Title: COMPUTER ASSISTED COLOR CLASSIFICATION OF PEANUT PODS

Author
item BOLDOR, DORIN - NC STATE UNIVERSITY
item Sanders, Timothy
item SWARTZEL, KENNETH - NC STATE UNIVERSITY
item SIMUNOVIC, JOSIP - NC STATE UNIVERSITY

Submitted to: Peanut Science
Publication Type: Peer Reviewed Journal
Publication Acceptance Date: 11/22/2000
Publication Date: 1/25/2003
Citation: BOLDOR, D., SANDERS, T.H., SWARTZEL, K.R., SIMUNOVIC, J. COMPUTER ASSISTED COLOR CLASSIFICATION OF PEANUT PODS. PEANUT SCIENCE. 2003. V. 29. P. 41-46.

Interpretive Summary: Current methodology for peanut harvest date determination is subjective, time-consuming, and costly because of the personnel required. Upgraded methods need to be developed. In cooperation with the Department of Food Science, North Carolina State University, a computer-assisted color vision system for peanut hull scrape colors was developed. Use of the system will improve peanut harvest date prediction in a manner which is rapid, less expensive, objective and more consistent.

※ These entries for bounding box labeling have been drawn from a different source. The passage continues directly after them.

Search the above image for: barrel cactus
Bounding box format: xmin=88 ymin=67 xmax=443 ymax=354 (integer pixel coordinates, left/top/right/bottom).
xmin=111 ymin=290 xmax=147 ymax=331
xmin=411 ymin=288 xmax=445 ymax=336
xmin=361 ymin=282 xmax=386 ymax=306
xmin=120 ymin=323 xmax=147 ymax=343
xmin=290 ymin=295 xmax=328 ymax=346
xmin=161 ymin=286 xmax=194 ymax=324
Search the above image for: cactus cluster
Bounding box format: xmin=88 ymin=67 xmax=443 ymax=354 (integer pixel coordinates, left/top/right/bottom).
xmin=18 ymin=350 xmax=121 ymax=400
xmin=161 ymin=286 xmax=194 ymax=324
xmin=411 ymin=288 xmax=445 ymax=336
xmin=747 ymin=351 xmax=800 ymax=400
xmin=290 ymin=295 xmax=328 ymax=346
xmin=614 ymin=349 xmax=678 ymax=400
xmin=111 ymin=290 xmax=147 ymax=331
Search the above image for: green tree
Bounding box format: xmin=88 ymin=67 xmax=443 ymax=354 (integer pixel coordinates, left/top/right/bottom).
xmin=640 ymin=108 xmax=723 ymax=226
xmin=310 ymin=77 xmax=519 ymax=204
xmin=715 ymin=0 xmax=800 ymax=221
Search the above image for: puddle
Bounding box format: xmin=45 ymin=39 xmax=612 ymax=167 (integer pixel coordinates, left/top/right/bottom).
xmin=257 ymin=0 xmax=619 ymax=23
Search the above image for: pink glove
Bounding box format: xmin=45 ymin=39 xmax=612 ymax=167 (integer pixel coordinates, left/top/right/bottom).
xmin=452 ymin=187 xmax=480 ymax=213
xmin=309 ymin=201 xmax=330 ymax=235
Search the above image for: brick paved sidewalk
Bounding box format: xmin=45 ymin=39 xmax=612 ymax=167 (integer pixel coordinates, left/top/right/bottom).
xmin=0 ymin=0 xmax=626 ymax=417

Technical Abstract: Mesocarp color classification in the Hull Scrape Maturity method is the most important step in determining peanut maturity and optimum harvest date. This research involved the development of an image acquisition system and a software procedure for color classification. Images of peanut pods which had been manually sorted into color classes and subclasses were used in computer training. After training with assorted color classes, the computer-assisted procedure correctly classified and identified the peanut pods with a 99% precision for the same sample in different alignment, and for a 95% precision for different size samples taken from the same population. Pod size measurement with a resolution of 0.1 mm was also performed using image processing techniques.